Théorie de la narrature

J’ai toujours aimé les mots-valises qui permettent de combiner deux notions grâce à leur homonymie relative. C’est pourquoi j’ai été ravie quand, au fil d’une phrase que j’écrivais sur le sentiment de la nature qu’exprimait un narrateur, m’est venu le mot de narrature.
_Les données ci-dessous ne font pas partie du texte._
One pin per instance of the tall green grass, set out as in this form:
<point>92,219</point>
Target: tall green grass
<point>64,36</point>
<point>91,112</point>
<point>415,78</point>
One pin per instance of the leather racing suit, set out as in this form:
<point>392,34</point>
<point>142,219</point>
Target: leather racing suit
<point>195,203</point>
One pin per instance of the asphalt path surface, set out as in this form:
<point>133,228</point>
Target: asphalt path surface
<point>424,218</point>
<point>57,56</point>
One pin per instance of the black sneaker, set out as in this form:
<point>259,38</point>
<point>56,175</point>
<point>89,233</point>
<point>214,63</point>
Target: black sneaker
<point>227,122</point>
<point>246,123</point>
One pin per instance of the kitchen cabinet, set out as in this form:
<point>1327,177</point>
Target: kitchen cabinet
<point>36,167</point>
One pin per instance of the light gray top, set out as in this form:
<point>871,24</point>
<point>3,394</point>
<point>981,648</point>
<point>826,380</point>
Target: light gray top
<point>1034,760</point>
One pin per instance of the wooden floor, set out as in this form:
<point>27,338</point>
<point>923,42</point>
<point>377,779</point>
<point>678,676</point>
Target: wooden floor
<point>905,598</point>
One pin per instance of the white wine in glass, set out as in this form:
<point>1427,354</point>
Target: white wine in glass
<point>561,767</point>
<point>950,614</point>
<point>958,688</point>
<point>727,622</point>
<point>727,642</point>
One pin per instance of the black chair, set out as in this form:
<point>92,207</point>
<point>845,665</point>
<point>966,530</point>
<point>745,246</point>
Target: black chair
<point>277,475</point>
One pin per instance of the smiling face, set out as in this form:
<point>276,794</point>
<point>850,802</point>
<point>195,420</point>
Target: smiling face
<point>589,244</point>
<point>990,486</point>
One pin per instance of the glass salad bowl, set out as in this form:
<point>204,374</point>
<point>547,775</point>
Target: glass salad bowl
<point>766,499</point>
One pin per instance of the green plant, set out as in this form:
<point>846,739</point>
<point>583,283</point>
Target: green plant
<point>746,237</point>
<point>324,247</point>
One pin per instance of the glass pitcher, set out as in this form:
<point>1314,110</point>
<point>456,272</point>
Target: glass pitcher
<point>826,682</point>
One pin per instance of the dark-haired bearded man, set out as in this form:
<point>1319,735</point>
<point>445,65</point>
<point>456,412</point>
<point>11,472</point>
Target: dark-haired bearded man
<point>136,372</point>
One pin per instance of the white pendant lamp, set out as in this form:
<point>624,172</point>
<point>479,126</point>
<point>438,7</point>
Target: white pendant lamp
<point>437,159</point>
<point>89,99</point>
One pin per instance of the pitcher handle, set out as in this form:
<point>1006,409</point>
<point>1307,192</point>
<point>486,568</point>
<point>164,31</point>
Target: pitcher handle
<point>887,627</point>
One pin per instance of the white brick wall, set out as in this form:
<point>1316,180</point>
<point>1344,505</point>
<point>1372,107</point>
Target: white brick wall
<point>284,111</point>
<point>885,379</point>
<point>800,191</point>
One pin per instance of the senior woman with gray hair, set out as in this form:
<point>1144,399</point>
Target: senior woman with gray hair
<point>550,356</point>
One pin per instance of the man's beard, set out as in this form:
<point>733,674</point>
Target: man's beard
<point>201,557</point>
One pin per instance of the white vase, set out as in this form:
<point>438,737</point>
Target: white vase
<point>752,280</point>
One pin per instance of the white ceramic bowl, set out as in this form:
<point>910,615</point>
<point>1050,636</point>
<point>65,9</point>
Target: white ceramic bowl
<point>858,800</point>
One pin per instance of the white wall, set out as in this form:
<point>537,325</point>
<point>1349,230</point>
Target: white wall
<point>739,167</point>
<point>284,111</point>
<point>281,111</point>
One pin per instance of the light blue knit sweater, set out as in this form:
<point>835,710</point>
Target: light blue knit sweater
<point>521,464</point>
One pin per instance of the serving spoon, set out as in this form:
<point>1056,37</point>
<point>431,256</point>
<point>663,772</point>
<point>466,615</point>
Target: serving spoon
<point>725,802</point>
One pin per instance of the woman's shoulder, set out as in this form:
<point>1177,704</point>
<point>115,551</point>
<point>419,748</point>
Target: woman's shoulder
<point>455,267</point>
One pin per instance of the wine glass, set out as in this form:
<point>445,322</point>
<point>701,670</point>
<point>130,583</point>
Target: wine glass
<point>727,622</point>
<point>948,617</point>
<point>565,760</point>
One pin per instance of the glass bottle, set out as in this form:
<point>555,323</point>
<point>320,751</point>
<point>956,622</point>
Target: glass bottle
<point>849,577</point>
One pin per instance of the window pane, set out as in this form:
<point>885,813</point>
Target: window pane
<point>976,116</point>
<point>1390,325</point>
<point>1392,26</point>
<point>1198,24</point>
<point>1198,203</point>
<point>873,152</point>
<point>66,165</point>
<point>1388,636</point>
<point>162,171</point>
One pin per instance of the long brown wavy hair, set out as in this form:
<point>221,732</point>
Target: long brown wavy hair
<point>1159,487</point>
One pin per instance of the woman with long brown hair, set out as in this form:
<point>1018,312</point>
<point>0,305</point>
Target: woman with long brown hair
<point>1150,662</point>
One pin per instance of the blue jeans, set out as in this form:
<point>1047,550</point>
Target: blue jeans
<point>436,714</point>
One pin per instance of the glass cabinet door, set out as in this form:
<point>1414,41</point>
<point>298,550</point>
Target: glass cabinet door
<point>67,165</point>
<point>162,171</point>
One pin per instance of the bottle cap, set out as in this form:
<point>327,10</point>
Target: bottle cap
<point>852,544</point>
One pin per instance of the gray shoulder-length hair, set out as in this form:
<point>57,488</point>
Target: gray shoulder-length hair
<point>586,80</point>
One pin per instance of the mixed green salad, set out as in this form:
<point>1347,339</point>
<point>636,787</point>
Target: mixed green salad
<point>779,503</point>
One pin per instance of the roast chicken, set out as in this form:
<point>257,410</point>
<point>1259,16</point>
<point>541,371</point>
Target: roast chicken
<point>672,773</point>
Qu’est-ce que la narrature ? A l’évidence, il s’agit d’une narration (selon le TLF : Récit développé dans une oeuvre littéraire ; exposé détaillé de la suite de faits et d’actions constituant l’intrigue) se rapportant à la nature (selon le TLF : Milieu terrestre particulier, défini par le relief, le sol, le climat, l’eau, la végétation). A l’école de la narrature se rattachent donc les écrivains de terroir, les Pourrat, les Pergaud – auquel Pierre Assouline a récemment rendu hommage – Genevoix, Giono, Bosco et bien d’autres… Des Canadiens… Des Suisses : Ramuz, Chappaz… Et il faut y inclure aussi le grand D.H. Thoreau, auteur de Walden, précurseur des écologistes ; et puis des gens comme Kenneth White ou encore les écrivains dits « du Montana », McGuane, Jim Harrison, Rick Bass…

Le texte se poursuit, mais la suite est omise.